So. Deathtrap, like Mousetrap, is a play where you need to hide the ending from any readers/potential audience member (assuming they haven’t seen the film) in order to ensure they have a good time – if there is a good time to be had.
What a tricky position to be in, to figure out how to criticize a play in which most of what you say has to circle around giving away any of the key plot points! Is there really any point in reviewing a show under this kind of constraint? How honest can I be? Does it take away the whole point of writing the review?
As it turns out, in this case I had a very good evening, so I’m willing to play along with Ira Levin’s little game and keep the secret(s). What does that let me say, though? First, make sure you get a seat at row G or further back – in fact, you may just want to go for one of the balcony seats altogether. Second … hmm … if I say Deathtrap is a murder/mystery/thriller, does that tell you enough? I mean, there’s going to be a murder, you know that, right? I mean, with a title like “Deathtrap,” that’s pretty obvious, isn’t it?
So: five characters in a late 70s setting. Simon Russell Beale (playing, er, a writer, but mostly he seemed to be Simon Russell Beale, not Sydney); his plucky, kooky, wife Myra (Claire Skinner, about 15 years too young for the role but somehow managing to look well over 45 anyway); a hunky young dude who seemed utterly insincere all the way through the play but made up for it by, um, being hunky (Jonathan Groff as Clifford, a younger writer); Helga the wacky Swedish psychic (the venerable Estelle Parsons, total scene stealer, she was); and straight man and Sydney’s lawyer, Porter (Terry Beaver).

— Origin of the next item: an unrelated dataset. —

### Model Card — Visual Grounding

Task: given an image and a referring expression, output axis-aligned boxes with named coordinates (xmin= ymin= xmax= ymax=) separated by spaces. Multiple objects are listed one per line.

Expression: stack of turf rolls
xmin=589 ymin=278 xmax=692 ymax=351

For many people, the cast list alone would be enough, but I’m a burnout and I still demand a good show no matter what name player is on stage. And by golly Deathtrap delivers the goods. It is scary, it is funny, and it is so self aware of the fact it’s a play that it makes it even easier to suspend your disbelief and really get behind the totally outrageous action (and plot). I really did not expect almost anything that happened in the show, as it was so cleverly written that it outsmarted the audience by predicting its own reveals (as much of the play is about writing a play) and then going down a completely different path. Still, it’s not so frightening that I couldn’t handle it (I’m a bit of a pansy); the artifice of it all puts enough separation between you as audience and the action on stage that you don’t have to be grossed out, you can just have a good laugh. Except for … well, Simon Russell Beale making out with someone from 10 feet away, he’s really just a bit old for that kind of passionate display, but this will probably be some people’s favorite part of the show.

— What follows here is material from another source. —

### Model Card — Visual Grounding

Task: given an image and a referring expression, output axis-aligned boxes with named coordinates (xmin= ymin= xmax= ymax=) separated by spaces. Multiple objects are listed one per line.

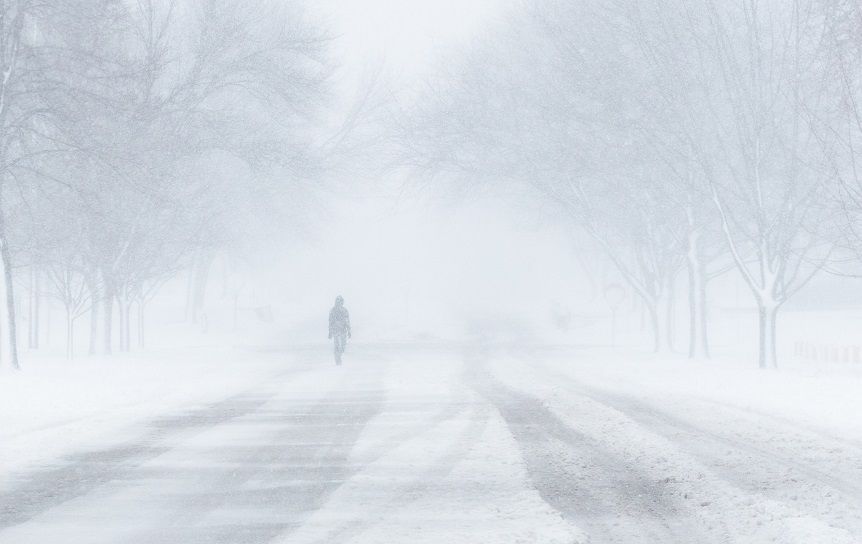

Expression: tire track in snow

Anyway, this is an utterly professional, well polished production of the sort I think London does very well, and I expect audiences will be packing the house of the Noel Coward for the length of the run. Though it’s a show made to appeal to audiences rather than push them into new places, how can I fault it for doing what it says on the tin? You will have a good time, and you can thank me for keeping the secrets under my sombrero. I may be a critic (of sorts) but I do want YOU to have a good time, too.

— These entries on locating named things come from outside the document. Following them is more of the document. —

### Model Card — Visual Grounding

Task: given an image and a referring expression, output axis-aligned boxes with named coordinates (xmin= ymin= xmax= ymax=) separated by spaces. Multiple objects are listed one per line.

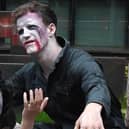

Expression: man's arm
xmin=74 ymin=103 xmax=104 ymax=129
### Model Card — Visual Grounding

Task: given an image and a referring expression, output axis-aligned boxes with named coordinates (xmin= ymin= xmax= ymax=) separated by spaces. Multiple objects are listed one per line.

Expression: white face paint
xmin=17 ymin=12 xmax=48 ymax=54
xmin=0 ymin=91 xmax=3 ymax=114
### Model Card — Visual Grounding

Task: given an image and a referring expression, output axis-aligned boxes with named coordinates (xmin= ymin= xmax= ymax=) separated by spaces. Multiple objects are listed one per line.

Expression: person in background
xmin=3 ymin=1 xmax=125 ymax=129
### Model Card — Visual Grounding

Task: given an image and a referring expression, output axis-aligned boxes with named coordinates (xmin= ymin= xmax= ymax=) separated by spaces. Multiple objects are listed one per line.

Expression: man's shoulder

(This review is for a performance that took place on Monday, August 23rd, 2010. For another point of view, see the West End Whingers, whom I don’t think engage in spoilery activity despite warning of same. Deathtrap runs through January 22nd, 2011. I’d say it would be a real palate cleanser during panto season; you may want to wait until then to see it if you don’t manage to sneak in a cheap visit during previews, which end September 16th. And for God’s sake if you’ve come a-visiting, please go see this and not that stale old Mousetrap; so much better to run out of the theater laughing and with your heart pounding because you’ve just had so much fun and not because of an angry sense of just having wasted your evening.)